互いが気に入ったとかそういう事ではなく、どちらが先に相手をギャフンと言わせるかの勝負の為に行動を共にするとの事。
……案外名コンビになるんじゃないかなと私は思った。
「それでは、私はこれで。
別れの印のお食事券です」
カプリコンさんは経験値が溜まったので新たな職業に付くべく、他の街に行くとの事。
この街では取り扱ってない上級職らしいので、そうせざるをえないのだとか。
その街まで自分のペースでじっくりゆっくりとレベル上げをしたいから、暫くは一人で活動するらしい。
そして、最後に残ったカオルさんは。
「私? 暫くこの街周辺をフラフラするつもり。
今回みたいな事、またあるかもしれないしね。
その時会ったら、また組むのもいいかもね」
「はい、その時は宜しくお願いします。
えと……その」
「何? お礼の言葉だったら十二分に貰ったから」
「あの、そうじゃなくて……」
実は、このギリギリになって一つ思い出した事があった。
私の好きな作家・衣能月 幾穂。
確か、ネット辞書に載っていた彼女の本名は……。
「カオルさん、もしかして……」
「ん?」
「……いえ、なんでもありません」
少し迷った末に、私はソレを尋ねるのを辞めた。
楽しみは……とっておこう。
再会の時の為に。
「それでは、本当にお世話になりました」
「もうー……御礼の言葉はもういいって言ったのに。
でも、それが貴女らしさなのかな。
……ブラウちゃん」
「はい」
「多分、これから色々起こって結構辛かったりする時もあると思うけど……忘れないで。
貴女の『パーティー』は、貴女が望む限り続く事を」
「はいっ」
「じゃあね。
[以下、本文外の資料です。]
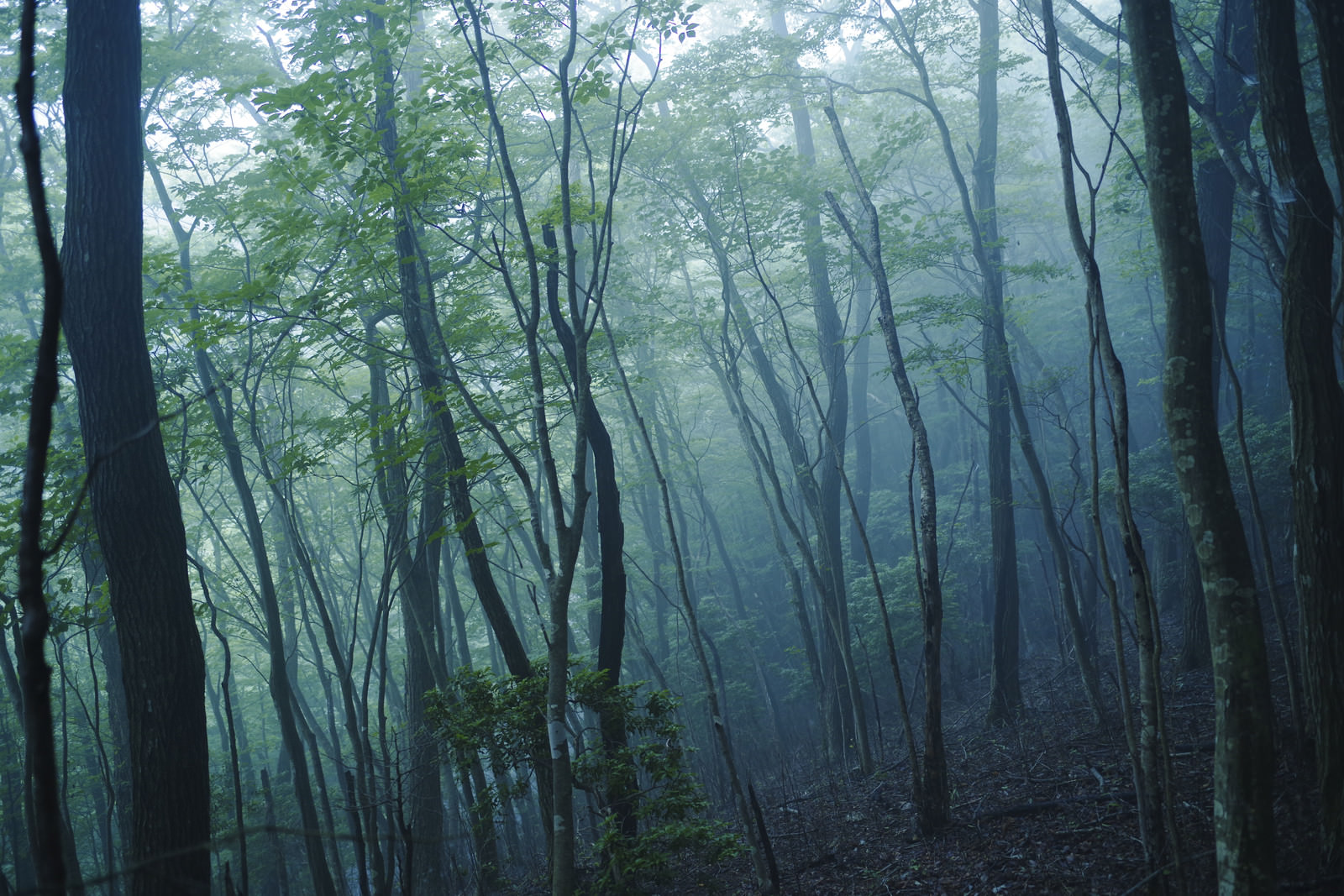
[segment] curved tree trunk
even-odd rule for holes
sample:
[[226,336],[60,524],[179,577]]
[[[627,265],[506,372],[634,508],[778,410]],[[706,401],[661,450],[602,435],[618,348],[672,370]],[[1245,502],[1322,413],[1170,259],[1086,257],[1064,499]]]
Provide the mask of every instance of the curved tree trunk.
[[1246,533],[1232,497],[1212,394],[1212,302],[1199,231],[1185,83],[1171,3],[1125,0],[1142,102],[1148,195],[1167,293],[1163,410],[1199,553],[1214,647],[1214,819],[1219,889],[1274,889],[1274,737],[1269,666]]

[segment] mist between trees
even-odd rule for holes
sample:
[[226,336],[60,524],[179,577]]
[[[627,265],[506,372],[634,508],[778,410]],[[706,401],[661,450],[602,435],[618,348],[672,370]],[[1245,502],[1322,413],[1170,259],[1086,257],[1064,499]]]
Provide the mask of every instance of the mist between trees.
[[786,790],[942,836],[945,693],[1030,728],[1032,664],[1126,885],[1273,892],[1289,762],[1340,880],[1335,4],[28,26],[0,892],[790,892]]

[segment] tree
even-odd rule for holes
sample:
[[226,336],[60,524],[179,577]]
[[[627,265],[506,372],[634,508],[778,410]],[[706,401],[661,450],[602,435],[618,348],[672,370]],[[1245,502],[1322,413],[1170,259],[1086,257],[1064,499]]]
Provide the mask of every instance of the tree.
[[[1344,861],[1344,681],[1339,672],[1344,662],[1344,455],[1339,449],[1344,392],[1335,373],[1335,204],[1306,114],[1294,11],[1293,4],[1257,0],[1255,55],[1265,142],[1279,184],[1290,191],[1281,293],[1293,416],[1294,574],[1321,786],[1322,854],[1329,866]],[[1332,32],[1320,23],[1331,15],[1317,16],[1322,46]],[[1337,24],[1333,34],[1339,34]],[[1327,81],[1325,89],[1333,93],[1339,86]]]
[[1269,666],[1246,533],[1218,435],[1212,301],[1195,200],[1185,82],[1171,3],[1125,0],[1142,103],[1148,196],[1167,294],[1163,410],[1185,521],[1199,555],[1214,649],[1214,799],[1219,889],[1274,887],[1274,736]]
[[69,4],[65,326],[130,720],[132,892],[210,892],[204,656],[141,302],[140,7]]

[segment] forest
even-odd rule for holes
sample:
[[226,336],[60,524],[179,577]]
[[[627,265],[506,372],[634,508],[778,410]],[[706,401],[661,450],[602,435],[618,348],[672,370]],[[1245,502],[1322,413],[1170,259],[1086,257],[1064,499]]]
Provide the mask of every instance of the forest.
[[0,16],[0,896],[1344,891],[1344,4]]

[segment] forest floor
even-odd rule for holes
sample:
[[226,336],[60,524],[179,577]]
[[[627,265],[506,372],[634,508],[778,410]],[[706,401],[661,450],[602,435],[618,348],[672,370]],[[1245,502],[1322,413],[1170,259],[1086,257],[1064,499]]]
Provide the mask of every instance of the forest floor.
[[[1171,642],[1168,642],[1171,643]],[[1281,669],[1281,665],[1275,665]],[[1130,666],[1133,669],[1133,665]],[[1175,817],[1189,893],[1214,881],[1214,700],[1208,672],[1169,673],[1167,727]],[[1282,688],[1282,676],[1278,686]],[[960,688],[972,697],[988,681]],[[1140,893],[1145,869],[1133,782],[1118,720],[1091,721],[1073,670],[1058,661],[1023,665],[1024,712],[1015,725],[986,728],[986,700],[948,695],[945,731],[952,823],[913,836],[905,760],[872,776],[818,774],[762,789],[761,802],[786,895],[859,893]],[[1114,693],[1110,695],[1114,699]],[[1278,696],[1278,695],[1277,695]],[[1279,719],[1285,732],[1286,696]],[[888,756],[899,732],[886,720]],[[1312,834],[1312,774],[1279,739],[1275,821],[1281,892],[1341,893],[1318,881]],[[731,868],[684,869],[657,892],[750,893],[747,860]],[[1175,875],[1175,868],[1167,873]]]

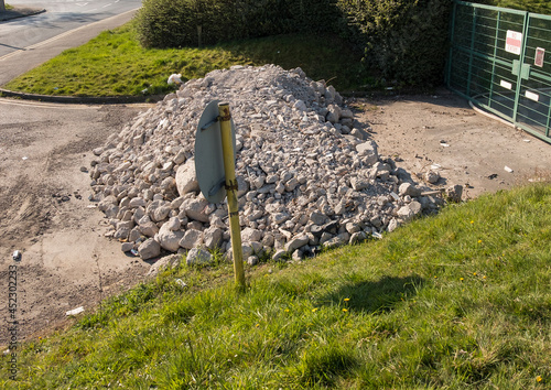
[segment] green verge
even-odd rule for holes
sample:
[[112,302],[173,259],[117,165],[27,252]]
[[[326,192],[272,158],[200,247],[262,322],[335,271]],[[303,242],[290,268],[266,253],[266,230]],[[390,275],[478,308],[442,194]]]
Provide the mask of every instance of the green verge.
[[366,77],[358,53],[335,36],[281,35],[203,48],[149,50],[138,43],[131,23],[105,31],[13,79],[7,89],[42,95],[139,96],[171,91],[173,73],[183,79],[231,65],[277,64],[302,67],[313,79],[333,79],[339,90],[355,89]]
[[229,264],[183,266],[26,342],[17,382],[3,356],[0,387],[549,388],[550,242],[539,184],[249,269],[241,294]]

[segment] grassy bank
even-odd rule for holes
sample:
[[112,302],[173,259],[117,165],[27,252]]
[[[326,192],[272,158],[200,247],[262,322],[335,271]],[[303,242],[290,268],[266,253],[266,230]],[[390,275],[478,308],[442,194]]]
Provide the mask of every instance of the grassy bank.
[[43,95],[137,96],[171,90],[169,76],[183,79],[231,65],[278,64],[302,67],[313,79],[332,79],[339,90],[357,89],[366,77],[357,53],[334,36],[283,35],[204,48],[147,50],[131,24],[106,31],[83,46],[67,50],[6,87]]
[[[168,271],[29,342],[2,388],[544,389],[551,187],[450,206],[294,264]],[[184,281],[187,286],[182,286]]]

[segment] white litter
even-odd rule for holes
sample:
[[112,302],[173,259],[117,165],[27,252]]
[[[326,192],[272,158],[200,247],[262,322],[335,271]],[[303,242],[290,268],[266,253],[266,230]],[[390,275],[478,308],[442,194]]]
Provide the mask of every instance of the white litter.
[[169,80],[166,83],[169,84],[175,84],[175,85],[181,85],[182,84],[182,74],[179,73],[177,75],[175,73],[173,73],[172,75],[170,75],[169,77]]
[[84,312],[84,306],[79,306],[77,308],[69,310],[68,312],[65,313],[65,315],[77,315],[83,312]]

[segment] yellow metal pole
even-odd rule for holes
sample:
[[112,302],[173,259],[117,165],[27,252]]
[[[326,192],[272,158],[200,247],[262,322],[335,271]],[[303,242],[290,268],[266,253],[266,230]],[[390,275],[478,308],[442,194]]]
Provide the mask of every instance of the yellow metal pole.
[[231,251],[234,253],[234,271],[236,284],[239,288],[245,288],[241,227],[239,226],[236,162],[234,161],[234,141],[231,138],[231,113],[229,112],[229,104],[220,102],[218,105],[218,112],[220,115],[222,150],[224,153],[224,171],[226,173],[226,193],[228,196],[229,232],[231,235]]

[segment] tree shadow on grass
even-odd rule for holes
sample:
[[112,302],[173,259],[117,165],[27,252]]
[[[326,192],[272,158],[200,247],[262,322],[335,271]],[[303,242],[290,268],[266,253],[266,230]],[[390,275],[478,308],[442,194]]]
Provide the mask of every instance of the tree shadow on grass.
[[419,275],[382,277],[378,281],[353,282],[322,296],[320,304],[382,314],[392,311],[397,303],[417,295],[424,283],[425,280]]

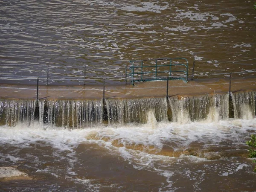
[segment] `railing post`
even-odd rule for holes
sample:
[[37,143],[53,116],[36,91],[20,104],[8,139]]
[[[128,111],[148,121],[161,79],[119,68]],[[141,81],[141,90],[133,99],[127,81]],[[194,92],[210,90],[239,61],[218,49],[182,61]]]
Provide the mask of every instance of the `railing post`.
[[143,78],[143,61],[141,61],[141,80],[142,80],[142,79]]
[[169,75],[170,78],[172,76],[172,59],[170,59],[170,74]]
[[84,85],[85,85],[85,76],[86,76],[86,65],[84,65]]
[[194,79],[194,72],[195,72],[195,61],[194,60],[194,62],[193,62],[193,70],[192,70],[192,77],[191,77],[191,80],[193,81]]
[[49,84],[48,79],[49,79],[49,66],[48,65],[47,66],[47,75],[46,78],[47,78],[47,85],[48,85]]
[[127,66],[125,65],[125,84],[127,84]]
[[157,79],[157,60],[156,60],[156,74],[155,75],[155,79]]
[[37,79],[37,84],[36,87],[36,100],[38,100],[38,87],[39,85],[39,79]]
[[167,77],[167,86],[166,86],[166,99],[168,99],[168,88],[169,87],[169,78]]
[[229,90],[228,92],[229,94],[230,95],[231,93],[231,78],[232,78],[232,73],[230,73],[230,87],[229,87]]
[[105,78],[103,81],[103,100],[105,99]]
[[132,64],[132,86],[133,86],[134,85],[134,66],[133,63],[133,64]]

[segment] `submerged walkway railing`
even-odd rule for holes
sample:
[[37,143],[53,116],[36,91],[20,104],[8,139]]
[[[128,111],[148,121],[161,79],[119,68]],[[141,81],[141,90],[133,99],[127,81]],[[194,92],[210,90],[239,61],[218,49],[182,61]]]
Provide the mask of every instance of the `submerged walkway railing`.
[[[169,79],[182,79],[186,82],[188,81],[189,64],[187,60],[185,58],[132,60],[129,62],[131,64],[129,67],[131,72],[129,74],[131,78],[133,85],[134,82],[136,81],[162,80],[163,77],[164,79],[168,77]],[[174,67],[182,67],[184,69],[173,69]],[[183,74],[177,76],[178,72],[181,72]],[[175,77],[172,76],[173,73],[176,74],[174,75]]]
[[[250,61],[256,59],[240,60],[239,61]],[[180,61],[179,61],[179,60]],[[180,60],[183,61],[185,63],[182,63]],[[160,62],[162,63],[159,63]],[[203,62],[197,61],[196,62]],[[230,61],[233,63],[235,61]],[[221,71],[210,72],[205,71],[198,71],[195,70],[195,61],[193,63],[192,74],[188,75],[188,66],[187,60],[184,58],[163,58],[157,59],[149,59],[146,60],[136,60],[131,61],[131,65],[127,66],[122,65],[119,66],[107,66],[107,67],[92,67],[92,66],[54,66],[46,65],[19,65],[15,64],[0,64],[0,81],[2,84],[6,82],[9,82],[6,84],[11,84],[12,85],[17,84],[18,83],[24,81],[26,82],[29,81],[29,84],[35,85],[35,88],[29,88],[23,86],[23,87],[15,87],[15,85],[9,86],[8,85],[0,86],[0,89],[12,89],[15,90],[35,90],[37,91],[37,99],[38,99],[38,92],[40,91],[45,90],[70,90],[81,91],[81,89],[84,90],[98,90],[102,91],[103,99],[105,97],[105,91],[108,90],[134,90],[147,89],[166,89],[166,97],[169,96],[168,89],[170,88],[175,88],[177,87],[201,87],[204,88],[205,86],[218,86],[220,85],[229,84],[229,92],[232,91],[232,84],[239,83],[251,83],[255,85],[256,80],[254,78],[256,76],[254,76],[256,69],[251,70],[244,70],[241,71],[232,71],[232,73],[222,73]],[[147,62],[151,63],[151,65],[145,65]],[[219,62],[221,63],[221,62]],[[139,66],[136,65],[136,64],[139,64]],[[172,67],[183,67],[185,70],[180,69],[174,69]],[[146,69],[154,70],[150,71]],[[127,69],[129,69],[132,70],[131,73],[128,73]],[[222,70],[222,69],[221,69]],[[231,69],[232,70],[232,69]],[[69,72],[67,71],[69,70]],[[227,70],[225,70],[227,71]],[[29,73],[30,75],[24,74],[24,73]],[[182,73],[182,74],[179,73]],[[130,76],[131,73],[131,76]],[[153,76],[152,76],[153,75]],[[240,80],[233,81],[232,78],[235,79],[236,77],[243,76],[244,78],[250,78],[250,79],[243,80],[240,78]],[[215,83],[208,84],[203,84],[193,85],[188,84],[182,86],[169,86],[168,84],[170,79],[183,79],[187,82],[189,79],[192,80],[194,78],[205,77],[209,79],[212,79],[213,77],[217,77],[218,79],[226,79],[225,82],[217,82]],[[253,78],[253,79],[252,79]],[[125,82],[125,84],[128,81],[130,81],[133,85],[136,81],[151,81],[152,80],[167,80],[166,86],[162,85],[159,87],[130,87],[125,86],[123,88],[111,88],[105,87],[106,82],[113,82],[113,81],[117,81],[119,82],[118,85],[121,85],[120,82],[122,81]],[[228,82],[229,80],[229,82]],[[15,81],[16,83],[13,83]],[[72,85],[78,81],[79,84],[87,85],[87,82],[97,81],[98,85],[99,83],[102,85],[102,89],[91,88],[85,87],[81,89],[72,88],[44,88],[41,89],[40,86],[42,85],[50,85],[52,82],[56,81],[58,83],[58,85],[62,85],[59,83],[70,81],[73,83]],[[11,82],[12,83],[11,83]],[[91,85],[91,84],[88,84]],[[35,87],[37,87],[37,88]]]

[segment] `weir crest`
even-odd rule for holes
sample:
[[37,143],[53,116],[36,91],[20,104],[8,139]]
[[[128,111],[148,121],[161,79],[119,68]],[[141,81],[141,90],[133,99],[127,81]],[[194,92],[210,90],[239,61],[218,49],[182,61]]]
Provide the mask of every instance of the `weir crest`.
[[235,119],[256,115],[256,92],[198,96],[105,100],[0,99],[0,124],[15,126],[40,123],[67,128],[103,125],[146,123],[149,116],[157,122],[179,123]]

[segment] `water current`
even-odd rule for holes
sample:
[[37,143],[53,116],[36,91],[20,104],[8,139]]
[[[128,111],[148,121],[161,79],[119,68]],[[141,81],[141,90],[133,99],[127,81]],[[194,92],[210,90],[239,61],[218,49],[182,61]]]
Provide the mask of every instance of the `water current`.
[[[129,60],[165,57],[186,58],[189,70],[196,60],[198,74],[251,70],[253,3],[0,1],[0,82],[29,84],[6,77],[45,76],[39,65],[51,66],[51,78],[83,76],[85,65],[90,78],[122,83]],[[255,191],[245,143],[256,133],[256,95],[38,103],[0,96],[0,166],[32,179],[1,173],[0,191]]]
[[[85,65],[91,78],[120,80],[129,60],[166,57],[186,58],[189,70],[194,59],[204,61],[197,63],[195,70],[204,73],[255,68],[255,61],[231,62],[254,58],[256,13],[251,2],[4,0],[0,3],[0,62],[20,65],[1,67],[2,76],[45,75],[46,67],[38,64],[52,66],[52,79],[64,74],[82,76],[84,69],[79,67]],[[76,68],[64,68],[67,66]],[[118,68],[111,70],[111,66]],[[89,68],[102,67],[105,67]]]

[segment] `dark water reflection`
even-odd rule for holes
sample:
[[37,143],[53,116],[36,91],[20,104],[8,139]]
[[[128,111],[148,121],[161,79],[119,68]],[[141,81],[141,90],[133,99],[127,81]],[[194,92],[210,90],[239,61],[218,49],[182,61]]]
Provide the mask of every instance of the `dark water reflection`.
[[130,60],[182,57],[190,66],[195,58],[205,61],[197,66],[204,71],[254,68],[253,61],[215,62],[254,57],[256,12],[251,2],[0,3],[1,64],[120,66]]

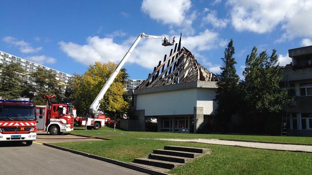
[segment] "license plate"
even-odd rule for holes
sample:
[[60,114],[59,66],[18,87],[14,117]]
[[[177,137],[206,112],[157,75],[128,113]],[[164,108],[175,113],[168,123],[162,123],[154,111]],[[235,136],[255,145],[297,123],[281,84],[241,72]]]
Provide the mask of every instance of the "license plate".
[[12,138],[18,138],[20,137],[20,135],[13,135],[11,137]]

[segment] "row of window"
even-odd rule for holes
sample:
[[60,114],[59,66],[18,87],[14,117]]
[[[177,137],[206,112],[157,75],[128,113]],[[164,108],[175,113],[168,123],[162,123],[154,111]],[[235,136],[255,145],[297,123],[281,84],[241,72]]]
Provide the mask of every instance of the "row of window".
[[300,96],[312,95],[312,82],[300,83],[299,87]]
[[291,129],[312,129],[312,113],[290,114],[287,126]]

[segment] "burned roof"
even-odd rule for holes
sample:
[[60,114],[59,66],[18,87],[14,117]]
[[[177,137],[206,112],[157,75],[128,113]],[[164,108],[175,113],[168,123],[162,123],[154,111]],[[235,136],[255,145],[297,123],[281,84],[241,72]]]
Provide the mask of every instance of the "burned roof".
[[217,75],[199,64],[191,52],[184,47],[180,48],[181,37],[178,46],[176,44],[173,53],[171,49],[169,57],[167,58],[165,54],[162,63],[159,61],[154,71],[137,88],[197,81],[219,81]]

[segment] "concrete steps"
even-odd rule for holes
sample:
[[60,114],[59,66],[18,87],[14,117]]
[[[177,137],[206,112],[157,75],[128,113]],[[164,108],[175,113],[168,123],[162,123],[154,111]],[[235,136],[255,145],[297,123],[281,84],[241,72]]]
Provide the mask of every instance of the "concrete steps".
[[165,172],[211,152],[210,149],[165,146],[164,149],[154,150],[148,158],[135,159],[133,164]]

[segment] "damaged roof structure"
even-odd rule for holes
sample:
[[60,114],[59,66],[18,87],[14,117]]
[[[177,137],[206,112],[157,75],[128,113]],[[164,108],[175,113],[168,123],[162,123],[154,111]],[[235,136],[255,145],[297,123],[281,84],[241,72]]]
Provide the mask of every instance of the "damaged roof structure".
[[181,38],[172,49],[168,58],[167,54],[162,63],[159,61],[154,71],[137,88],[141,89],[163,85],[197,81],[218,81],[217,75],[210,72],[199,64],[191,52],[181,49]]
[[[204,116],[207,121],[214,113],[218,81],[217,75],[207,70],[191,52],[181,47],[180,36],[169,56],[165,55],[146,80],[136,89],[127,91],[131,96],[135,120],[121,120],[120,127],[131,130],[196,133],[205,124]],[[154,125],[146,122],[151,117],[157,119]]]

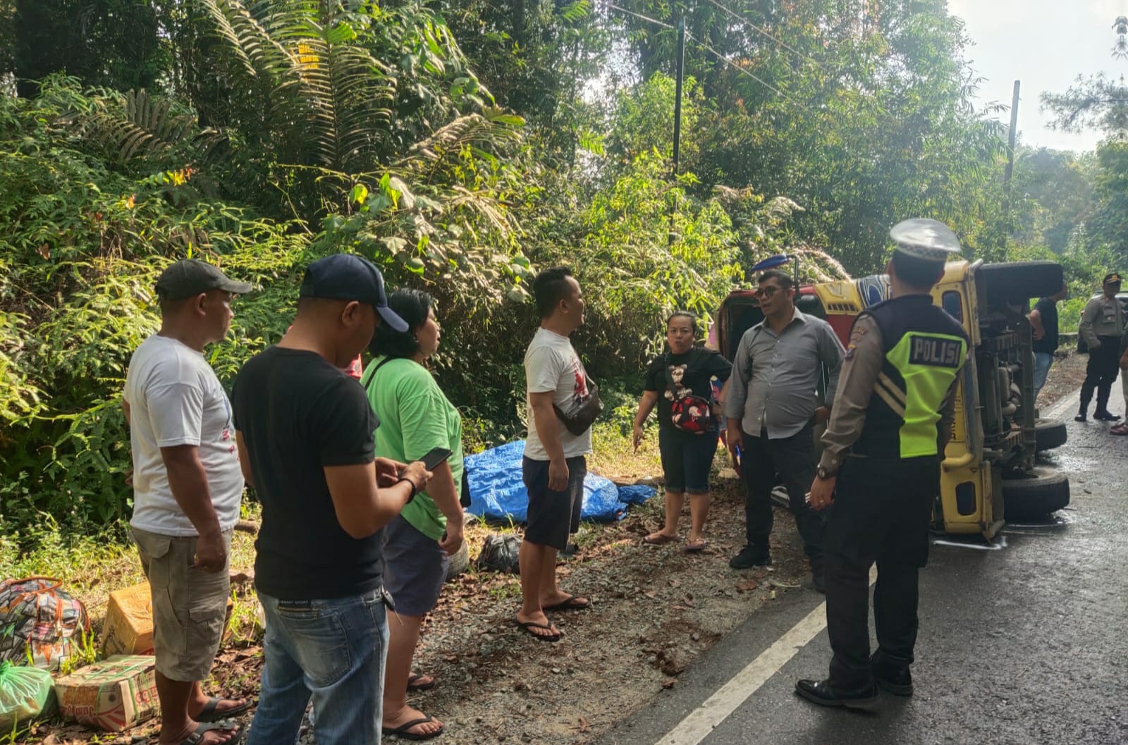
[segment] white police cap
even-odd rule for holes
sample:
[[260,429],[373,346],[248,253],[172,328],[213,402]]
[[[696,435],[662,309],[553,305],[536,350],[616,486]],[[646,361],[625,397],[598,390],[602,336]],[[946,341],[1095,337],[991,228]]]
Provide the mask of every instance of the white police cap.
[[889,230],[889,237],[898,251],[926,261],[946,261],[961,250],[951,228],[927,218],[902,220]]

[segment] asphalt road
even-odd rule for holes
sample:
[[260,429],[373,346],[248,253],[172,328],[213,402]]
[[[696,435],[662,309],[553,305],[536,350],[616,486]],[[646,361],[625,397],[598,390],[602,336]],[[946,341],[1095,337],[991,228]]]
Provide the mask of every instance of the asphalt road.
[[911,699],[882,694],[871,713],[796,697],[796,679],[826,677],[830,647],[825,629],[796,636],[821,628],[822,597],[792,591],[599,745],[1128,745],[1128,437],[1074,423],[1076,406],[1043,414],[1068,422],[1046,458],[1069,475],[1068,509],[994,547],[933,544]]

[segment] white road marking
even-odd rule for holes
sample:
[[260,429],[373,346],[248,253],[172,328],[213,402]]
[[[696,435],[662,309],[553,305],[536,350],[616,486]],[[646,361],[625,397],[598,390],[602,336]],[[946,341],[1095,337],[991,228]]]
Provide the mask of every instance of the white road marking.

また、何処かで」
「……星が綺麗」
ビジュアルアップグラスを外して見上げた空。
其処は子供から知っていて、少し見飽きた四角い夜空。
でも、どんなに空が狭くても。
星が瞬く空の綺麗さは……変わらない。
私は、その事に改めて気付かされた。
「んー……」
しょぼしょぼする眼を擦る。
眼が痛いのは、長い事集中し過ぎたから。
「っていうのは強がりなんですね、多分」
こうして。
私の初めての『冒険』は幕を閉じ、『ザ シンプル パーティー』は解散した。
そこは、私が通う高校の校門。
下駄箱からずっと靴を整え、ようやっと満足し、鞄を持ち直した私にクラスメートの声が掛かった。
「青蒼、また帰るの早いな」
「……」
「まだ面白い事続けてるのか?」
「……はい」
赤嶺君の言葉に、私は頷く。
「なあなあ。それって、なんなんだ?
そろそろ教えてくれよ」
以前の私なら、深く考え込んでいた所。
今でも少し浅く迷っている。
ここは『リアル』で『あの世界』じゃないから。
でも……勇気を振り絞る。
「あの」
「ん?」
「オンラインRPGって、知ってますか?」
それは私に出来る、私なりの世界の広げ方。
今は『ソコ』でしか『その世界』の事しか上手く言えないけれど。
それなら『その世界』から始めていこう。
私の『パーティー』は、まだ続いているのだから。
初めて組んだパーティーの……皆の心と共に。